Née à Bruxelles le 7 avril 2026, l’Alliance des Démocrates du Sahel (ADS) entend fédérer citoyens, leaders d’opinion et forces vives autour d’un projet de restauration de l’État de droit dans la région du Sahel marquée par les transitions militaires et les tensions sécuritaires.
Face à la multiplication des régimes militaires et les incertitudes politiques dans le Sahel, l’Alliance des Démocrates du Sahel (ADS) créée le 7 avril, a annoncé son ambition de promouvoir un retour à l’ordre constitutionnel et aux principes démocratiques.

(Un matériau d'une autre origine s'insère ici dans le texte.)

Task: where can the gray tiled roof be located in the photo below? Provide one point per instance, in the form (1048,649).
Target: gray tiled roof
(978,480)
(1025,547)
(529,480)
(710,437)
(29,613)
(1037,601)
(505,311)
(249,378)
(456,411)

Portée par un collectif de citoyens et d’acteurs engagés, l’ADS se présente comme une réponse à ce que ses initiateurs qualifient de “dérive autoritaire” dans plusieurs pays de la région à savoir le Burkina Faso, le Mali et le Niger.
Dans son communiqué, l’organisation qui prône une approche fondée sur des valeurs de démocratie et dénonce la militarisation de la vie politique au Sahel, décline cinq axes prioritaires. Elle entend notamment mener une lutte pacifique pour la restauration des libertés fondamentales, s’opposer à toute forme de pouvoir non issu du suffrage populaire et défendre les droits civils et politiques des citoyens. L’Alliance ambitionne également de proposer des solutions inclusives aux crises sécuritaires et institutionnelles qui affectent la région, tout en tissant des partenariats avec des organisations internationales partageant les mêmes idéaux.
Au-delà du diagnostic, l’ADS se définit comme un cadre de mobilisation destiné à rassembler les démocrates du Sahel et de la diaspora autour d’un projet républicain. Ses responsables insistent sur la nécessité de bâtir des institutions solides, capables de répondre durablement aux défis politiques, économiques et sociaux. L’Alliance se présente aussi comme un instrument de résistance civique face à ce qu’elle considère comme une confiscation du pouvoir par des régimes militaires.
Le communiqué, signé par le secrétaire général Malick Konaté, met en avant une démarche de rupture avec les pratiques actuelles, jugées inefficaces et préjudiciables à l’avenir de la région. « L’ADS rejette la fatalité. Ce projet politique vise à bâtir des institutions républicaines solides, pérennes, capables de prendre en charge les défis de l’heure. Le Sahel ne peut plus être le terrain de la gouvernance spectacle et de compromission de l’avenir. L’ADS est un bouclier démocratique que nous avons choisi de forger ». Nous appelons ainsi tous les démocrates du Sahel et de la diaspora à rejoindre ce mouvement », peut-on lire dans le communiqué.